Um mecanismo antigo para lidar com os esforços ambientais, incluindo o calor e as exposições tóxicas, igualmente ajuda tumores cancerígenos a sobreviver, revela um relatório novo Sept. na 21, 2007, introdução da Pilha, uma publicação da Imprensa da Pilha.
Os resultados podiam conduzir a uma maneira nova de tratar o cancro e podem igualmente ter implicações para o tratamento de doenças neurodegenerative e outras, de acordo com os pesquisadores.
Os cientistas encontraram que a perda do controlador mestre de “da resposta calor-choque” limitou dramàtica a formação espontânea de tumores nos ratos predispor genetically ao cancro se tornando, e aquelas expor aos produtos químicos cancerígenos. Mais importante ainda, relataram, a prostração do factor assim chamado 1 de calor-choque (HSF1) em linha celular humanas previamente estabelecidas diversas do cancro danificou fortemente seus crescimento e sobrevivência, ao ter pouco efeito em pilhas normais.
“A nível fundamental, a capacidade de HSF1 para permitir malignidades letais é um legado infeliz de seu papel antigo em aumentar a sobrevivência das pilhas normais expor a agudo diverso e esforços crônicos,” disse Susan Lindquist, um investigador de Howard Hughes no Whitehead Institute para a Pesquisa Biomedicável. “Nós esperamos que teria algum efeito no cancro, mas nós estivemos surpreendidos no grau.”
A resposta de calor-choque é um do mais antigos e os mecanismos protectores evolutionarily conservados encontraram na natureza, os pesquisadores disseram. Quando os insultos ambientais provocarem uma variedade de respostas fisiológicos adaptáveis para ajudar organismos a lidar com os factores de força específicos, a indução dramática de proteínas de calor-choque (HSPs) é um componente unificador essencial da maioria deles.

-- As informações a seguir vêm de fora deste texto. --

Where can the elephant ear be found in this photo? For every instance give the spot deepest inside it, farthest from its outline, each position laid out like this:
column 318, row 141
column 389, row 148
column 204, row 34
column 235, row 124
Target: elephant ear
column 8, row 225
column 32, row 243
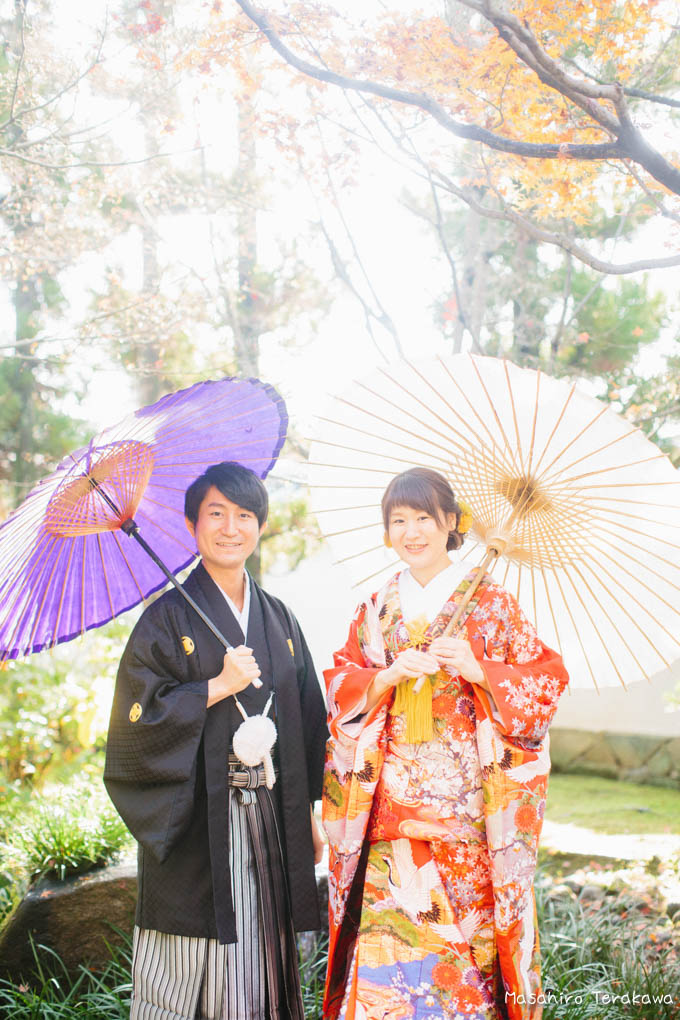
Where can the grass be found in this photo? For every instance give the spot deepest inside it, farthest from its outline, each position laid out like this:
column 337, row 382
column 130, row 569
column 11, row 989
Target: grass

O HSPs, que estão sob o controle de uma família pequena de factores de calor-choque (HSFs), protector contra a actividade anormal de outras proteínas face aos factores de força tais como o calor e a inanição de oxigênio. Embora, Lindquist disse, HSFs compreendido menos bom igualmente influencia uma disposição de outros genes envolvidos no metabolismo da pilha e nas outras funções da pilha básica. Os Cientistas tinham notado igualmente por muito tempo que os níveis de HSP aumentam em muitas células cancerosas.
“A coisa impar é, aparentemente ninguém pensamento era aquela interessante,” Lindquist disse. Conseqüentemente, se as proteínas da gestão de tensão jogaram um causal, o papel de suporte, ou inibitório no cancro permaneceu uma pergunta não respondida. “De um lado, dado seu papel de relevo em pilhas de ajuda lida com os insultos fatigantes, HSF1 pôde promover [a formação do cancro] facilitando a adaptação celular ao estilo de vida maligno,” explicou. “Por outro lado, dado seu papel geral em aumentar a longevidade, HSF1 pôde ajudar a organismos na malignidade de combate.”
Para encontrar, os pesquisadores olharam primeiramente a um modelo comum do rato do cancro de pele, em que os animais são expor aos produtos químicos cancerígenos. Os Ratos incapazes de ligar a resposta de calor-choque eram “distante mais resistentes” à formação do tumor do que os ratos normais estavam sob aquelas circunstâncias, eles encontraram. Tomou aos ratos do mutante cinco semanas mais por muito tempo para desenvolver tumores. Eram menos prováveis desenvolver o cancro e, quando fizeram, tinham menos e tumores menores. Os ratos de HSF1-deficient igualmente viveram mais por muito tempo.